If you are interested in pursuing a broadcast engineering degree, consider researching the various specializations the field offers. The recent switch to digital broadcasting has increased the demand for broadcast engineers comfortable with digital television and radio. Gaining experience and expertise in a specific area can help you find a job in growing specialized fields. Do your due diligence when researching the many different technical sub-fields to determine whether you'd benefit from gaining training in computer systems, digital audio broadcasting and digital video broadcasting. For instance, if you would love to work broadcasting Shakespearean plays, try studying technical lighting, digital audio and digital video recording.
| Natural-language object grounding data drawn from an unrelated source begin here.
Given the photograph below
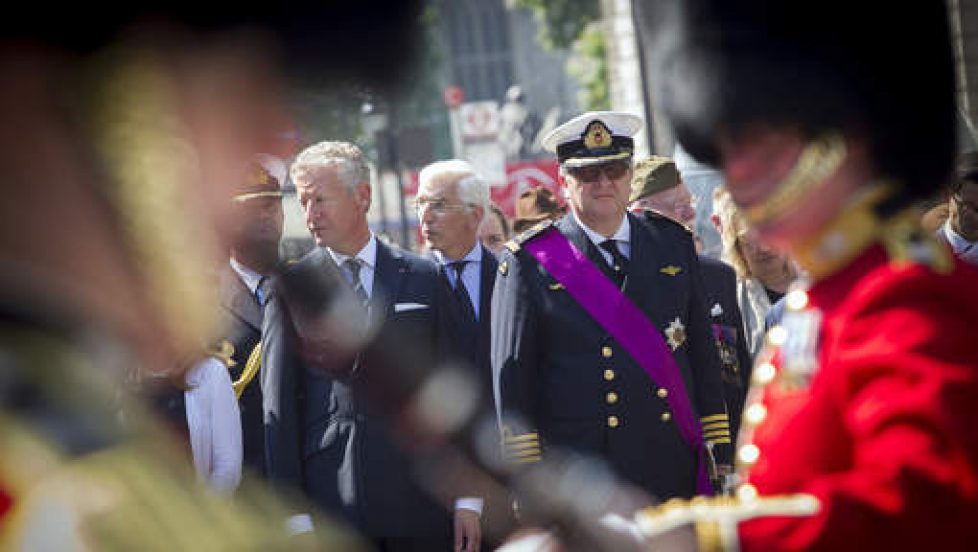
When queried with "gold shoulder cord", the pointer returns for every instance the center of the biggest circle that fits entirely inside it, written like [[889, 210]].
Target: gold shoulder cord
[[249, 372]]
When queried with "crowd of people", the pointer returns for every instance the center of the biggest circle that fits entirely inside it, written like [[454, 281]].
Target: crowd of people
[[587, 381]]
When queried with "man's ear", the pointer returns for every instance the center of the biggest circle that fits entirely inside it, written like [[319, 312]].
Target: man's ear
[[363, 195], [480, 212]]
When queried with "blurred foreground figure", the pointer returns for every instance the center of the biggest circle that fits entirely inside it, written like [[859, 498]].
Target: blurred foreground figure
[[121, 146], [858, 430]]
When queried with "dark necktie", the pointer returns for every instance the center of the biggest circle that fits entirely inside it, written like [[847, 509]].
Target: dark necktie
[[352, 267], [619, 264], [462, 294]]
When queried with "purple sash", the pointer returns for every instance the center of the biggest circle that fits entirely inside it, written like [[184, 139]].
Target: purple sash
[[629, 326]]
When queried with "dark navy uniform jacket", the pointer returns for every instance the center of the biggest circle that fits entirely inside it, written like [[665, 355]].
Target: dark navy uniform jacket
[[720, 285], [243, 320], [562, 382]]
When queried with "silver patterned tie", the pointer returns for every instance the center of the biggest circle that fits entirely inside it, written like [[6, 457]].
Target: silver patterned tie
[[352, 267]]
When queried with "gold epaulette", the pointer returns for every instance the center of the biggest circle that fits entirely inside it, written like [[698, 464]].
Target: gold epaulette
[[716, 428], [907, 243], [527, 235], [523, 448], [715, 519], [653, 215], [223, 351]]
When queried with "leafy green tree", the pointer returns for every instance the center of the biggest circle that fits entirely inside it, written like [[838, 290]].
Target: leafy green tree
[[589, 66], [560, 22], [574, 25]]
Also keep in mind that as technology gets better, employers will be looking for more highly trained and highly skilled applicants who are passionate and committed to their chosen career field.

Other Career Paths

Audio and Video Equipment Technician

If you love working with technology and people in the broadcasting industry but broadcast engineering does not sound like the perfect fit for you, there are other options. Among broadcast engineering's closely related career options, audio and video equipment technicians have a higher expected job-growth, coming in at 13% from 2008 from 2008 through 2018, as reported by the BLS. Due to the growing demand for audio and video equipment in new buildings and schools, many new technician opportunities are expected in order to install, maintain and repair the equipment. Changes to movie screening technology means that audio and video equipment techs can also find work installing and maintaining movie screen equipment and facilities.

Sound Engineer

If, on the other hand, mixing tracks with tomorrow's next music stars is more your style, sound engineers can land jobs recording, mixing and producing music and sound effects. Like broadcast technicians, sound engineers can work in all of the major entertainment industries. Education requirements are relatively low for this field, with vocational training programs lasting about a year, although some can be even shorter than that, says the BLS. The median salary of a sound engineer is roughly $47,000 with those working in the television and film industries earning an average of about $65,000.

Electronics Engineer

Alternatively, you could become an electronics engineer. With a median salary of approximately $86,000, you could use your love of technology to create and test new electronic equipment, like the next big communication device or tomorrow's broadcasting equipment. Electronics engineering does require at least a bachelor's degree, and a master's degree is highly desirable. While the educational burden is higher, there are currently over 140,000 employed electronic engineers and the median salary is considerably higher.